Wieder einer dieser Künstler, der alle seine Songtitel in capslock schreibt. Obwohl, nicht alle – das Debütalbum 2018 und ein paar einzelne Singles machen mit der Groß- und Kleinschreibung eine Ausnahme. Bis zur COLBY EP 2019. Ein wenig später werden die farbigen Cover durch moody schwarz-weiß Fotos ersetzt, auf denen der Sänger oder viel mehr sein Hinterkopf in Szene gesetzt wird.
Sieht man etwas mehr als den geschorenen Schädel und die silbernen Ringe im Ohr, dann hat Colby meist ein Streichholz zwischen Zähnen. Das Markenzeichen des fiktionalen Charakters. Colby Lafayette ist das Alter-Ego eines Typen, der nach der Highschool die College-Bewerbung gegen einen Umzug von Boston nach LA eintauschte. Sich dort persönlich und künstlerisch entwickelte. Und dann mit Colby Lafayette den Charakter fand, der all seine Kindheitsträume verkörpert – einen LA Rockstar, der stets lässig auf einem Streichholz kaut.
Ein bisschen der coole Großstadt-Lucky Luke. Und die Beats ballern schneller als der Schatten der schwarz-weiß Fotografie. All die Übungsstunden haben sich gelohnt. Mit ersten Bands zu Rock und Grunge-Songs, dann auf der 2010er Hiphop-Welle als Songwriter und Produzent im eigenen Kellerstudio. Diese Musikrichtungen spiegeln sich in den aktuellen Releases von Colby wieder.
Vor kurzem erschien SO BAD. Eine sechs Titel umfassende EP, die gänzlich während der Corona-Quarantäne entstand. Thematisch reflektiert der Künstler seine vergangene Highschoolzeit. Musikalisch ist es ein Schmelztiegel aus Rockelementen und einer hiphoppy Handschrift. Verbeulter Gitarrenklang und rauer Gesang, manchmal so nah, dass er in mich hineinkriecht. Doch immer zwischen melodiösem Sprechgesang, der den Schwung aus seiner Betonung zehrt und einprägsamen Hooks.
Der Bass wiegt schwer und durchzieht die Songs mit einer bedrohlich- erdrückenden und gleichzeitig spannungsgeladenen Basis. Hier und da füllen Ad-Libs die neblige Atmosphäre, eine dumpfe Bassdrum und klickende Snare. Es entsteht ein Sound, der zu gleichen Teilen kühl-distanziert, innerlich ausgeglichen, zurückgelehnt scheint und doch mit seiner Grobkörnigkeit eine Funken sprühende Reibung erzeugt.

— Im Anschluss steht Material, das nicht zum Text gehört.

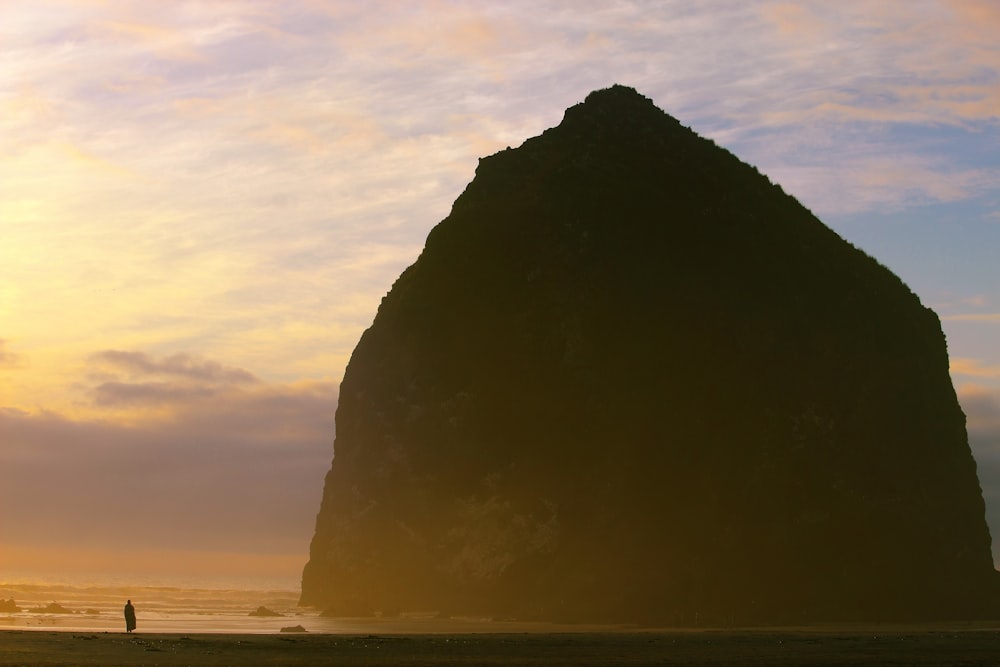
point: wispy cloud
(974, 367)
(243, 460)
(180, 365)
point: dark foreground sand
(756, 647)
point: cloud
(974, 367)
(239, 469)
(974, 317)
(179, 365)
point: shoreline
(870, 645)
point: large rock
(629, 378)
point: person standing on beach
(129, 617)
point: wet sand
(752, 647)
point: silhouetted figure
(129, 617)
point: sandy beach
(751, 647)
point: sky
(203, 203)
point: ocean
(213, 606)
(97, 606)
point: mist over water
(95, 604)
(201, 605)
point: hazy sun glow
(201, 205)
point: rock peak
(630, 379)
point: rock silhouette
(630, 379)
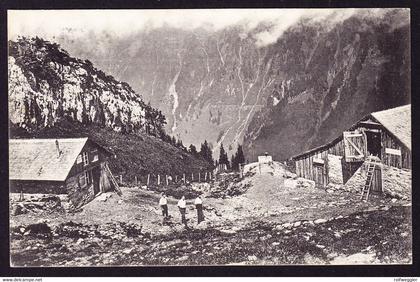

Wie auf den Pressefotos posiert die Musik von Colby Lafayette monochrom. Die Tiefen düster hervorgehoben, mit einem Streichholz ständig den Zündstoff parat, ein gedankenverlorener Blick in die Ferne. Und vielleicht ist der Charakter Colby Lafayette schon längst mit seinem Schöpfer eins geworden.